Recientemente leí un artículo interesante en la versión digital de La Nación, el cual en su marco principal trata sobre “qué hacer y cómo tratar a las nuevas generaciones de empleados que nacieron entre 1981 y 2000, y que traen en su ADN una nueva manera de insertarse en el mundo del trabajo”. En este artículo me interesó un concepto particular y es que según estudios recientes, se determinó que el 60% de la fuerza laboral estaría representado por empleados desmotivados cuyo aporte es el mínimo indispensable para la organización y que en lugar de hacer un aporte efectivo estarían generando pérdidas.

Esto me llevó a reflexionar sobre mi participación en distintas empresas de Argentinas y de las cuales finalmente me desvinculé, principalmente por cuestiones de motivación y una falta de misión y compromiso de tales empresas con su empleados, o por el parcialismo que representó su accionar.

Más de una vez me pregunté que ocurre con aquellas personas que por sus características personales y capacidades profesionales o adecuaciones realizadas de su aprendizaje, fueron seleccionadas para pertenecer a un equipo de trabajo para el cual se le brinda inicialmente una apertura y participación amplia, pero con el correr del tiempo, proyecto a proyecto la resultante es un un aporte operativo básico, carente de participación en opinión analítica, crítica constructiva y pensamiento diferenciado.

Creo que las insistentes “conversaciones en pasillos” entre empleados, sobre las malas políticas de RRHH, sueldos bajos, falta de capacitación o el exceso de las mismas, más la poca o nada de relación esfuerzo/compensación, en realidad tienen mucho más que ver con la falta de participación y opinión que se le ofrece a los empleados, que con los ítems negativos.

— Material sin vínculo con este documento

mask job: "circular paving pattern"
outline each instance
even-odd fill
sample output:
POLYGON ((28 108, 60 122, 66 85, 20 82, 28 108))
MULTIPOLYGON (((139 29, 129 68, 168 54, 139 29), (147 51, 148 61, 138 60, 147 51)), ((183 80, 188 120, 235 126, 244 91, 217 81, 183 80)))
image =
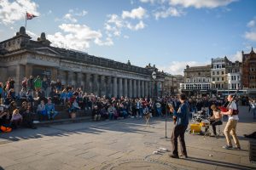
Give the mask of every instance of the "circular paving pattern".
POLYGON ((121 160, 113 163, 109 163, 103 166, 102 170, 128 170, 128 169, 136 169, 136 170, 170 170, 170 169, 178 169, 170 163, 164 162, 159 160, 154 159, 130 159, 130 160, 121 160))

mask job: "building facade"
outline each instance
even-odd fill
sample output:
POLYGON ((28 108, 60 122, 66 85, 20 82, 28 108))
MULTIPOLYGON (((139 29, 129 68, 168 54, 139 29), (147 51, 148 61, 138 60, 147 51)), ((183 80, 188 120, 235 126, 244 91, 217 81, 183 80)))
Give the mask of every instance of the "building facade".
POLYGON ((226 65, 228 90, 236 90, 242 88, 241 85, 241 62, 229 61, 226 65))
POLYGON ((209 93, 211 88, 211 65, 206 66, 186 66, 184 83, 181 83, 183 93, 198 95, 209 93))
POLYGON ((179 85, 177 85, 177 76, 165 73, 165 82, 163 94, 165 95, 176 95, 178 93, 179 85))
POLYGON ((243 89, 249 96, 256 96, 256 54, 252 48, 248 54, 241 52, 241 82, 243 89))
POLYGON ((256 88, 256 54, 253 48, 249 54, 242 55, 242 85, 245 88, 256 88))
POLYGON ((42 33, 31 40, 25 27, 16 36, 0 42, 0 82, 15 81, 16 93, 23 77, 40 76, 61 80, 64 86, 82 88, 84 92, 108 97, 160 95, 165 76, 154 66, 146 68, 120 63, 86 53, 50 46, 42 33), (156 79, 152 79, 155 71, 156 79))
POLYGON ((212 89, 227 89, 228 82, 225 69, 227 62, 227 57, 212 59, 211 88, 212 89))

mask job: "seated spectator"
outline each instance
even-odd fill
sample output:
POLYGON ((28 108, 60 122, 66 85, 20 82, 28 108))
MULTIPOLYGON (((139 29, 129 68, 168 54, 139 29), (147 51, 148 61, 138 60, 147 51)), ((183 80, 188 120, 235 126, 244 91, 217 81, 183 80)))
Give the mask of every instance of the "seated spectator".
POLYGON ((57 82, 56 82, 56 84, 55 84, 55 87, 57 88, 58 91, 61 91, 62 89, 62 85, 61 85, 61 82, 57 79, 57 82))
POLYGON ((116 112, 116 110, 114 108, 114 104, 112 104, 112 105, 109 105, 108 108, 108 119, 113 120, 113 114, 116 112))
POLYGON ((97 105, 94 106, 92 112, 91 112, 91 116, 94 119, 94 121, 101 120, 101 112, 100 112, 100 110, 98 109, 97 105))
POLYGON ((32 129, 37 128, 33 123, 34 114, 30 103, 23 102, 20 113, 23 117, 22 124, 24 127, 32 129))
POLYGON ((7 107, 0 105, 0 126, 9 124, 9 113, 7 107))
POLYGON ((26 94, 26 100, 32 106, 34 105, 34 98, 33 98, 33 91, 32 90, 28 90, 26 94))
POLYGON ((22 122, 22 116, 20 114, 19 110, 15 109, 13 111, 12 118, 10 120, 11 128, 16 129, 22 122))
POLYGON ((22 88, 20 92, 20 99, 21 100, 21 103, 26 101, 26 90, 25 88, 22 88))
POLYGON ((84 109, 84 101, 83 101, 83 94, 81 92, 79 93, 77 97, 77 102, 81 109, 84 109))
POLYGON ((51 102, 51 99, 48 99, 48 103, 45 105, 45 109, 49 120, 53 120, 55 116, 58 115, 58 111, 55 110, 55 104, 51 102))
POLYGON ((40 104, 38 106, 37 109, 37 114, 38 115, 39 121, 42 120, 42 117, 44 117, 47 116, 44 100, 41 100, 40 104))
POLYGON ((10 88, 9 91, 9 94, 10 94, 12 99, 16 99, 16 94, 15 94, 15 88, 10 88))
POLYGON ((12 116, 14 110, 16 110, 16 109, 17 109, 17 104, 16 104, 16 102, 15 101, 12 101, 9 104, 9 107, 8 107, 8 111, 9 111, 9 116, 10 116, 9 120, 11 119, 11 116, 12 116))
POLYGON ((58 105, 60 103, 60 97, 58 95, 58 90, 57 88, 54 88, 50 93, 49 96, 52 99, 52 102, 55 105, 58 105))
POLYGON ((68 109, 68 112, 72 113, 72 112, 77 112, 77 110, 81 109, 81 107, 79 107, 77 100, 73 100, 73 102, 72 103, 70 108, 68 109))
POLYGON ((108 111, 106 110, 106 107, 102 107, 101 109, 101 117, 102 117, 104 120, 108 118, 108 111))
POLYGON ((64 88, 61 93, 61 102, 63 105, 66 105, 67 99, 67 91, 66 88, 64 88))
POLYGON ((47 99, 45 98, 44 92, 42 88, 40 88, 37 93, 38 93, 38 101, 42 101, 42 100, 46 101, 47 100, 47 99))
POLYGON ((13 101, 13 99, 9 94, 7 94, 7 98, 4 99, 3 105, 9 105, 13 101))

Es allí donde veo la falta de preparación de las diferentes líneas gerenciales y jefaturas, quienes manifiestan a las claras su falta de liderazgo al no saber declarar una misión, transmitir la visión, conseguir el compromiso y motivar para el cumplimiento de los objetivos.

Creo que gran parte de ese 60% de empleados desmotivados fueron finalmente empujados a esa actitud nociva y destructiva. Es posible que de alguna manera su accionar sea un acto de ajusticiamiento y revancha.

No se debe “tirar a la hoguera” a un soldado que aún vivo huye, sino rescatarlo, curarlo, re reclutarlo y aliarlo bajo un nuevo compromiso. Es importante considerar que, si como líderes y organización no estamos listo para “el rescate”, nuestra vida laboral también será complicada y en camino hacia un valle de desánimo, con un tendal de gente que “no trabaja motivada” y otros que poco a poco planifican su huida.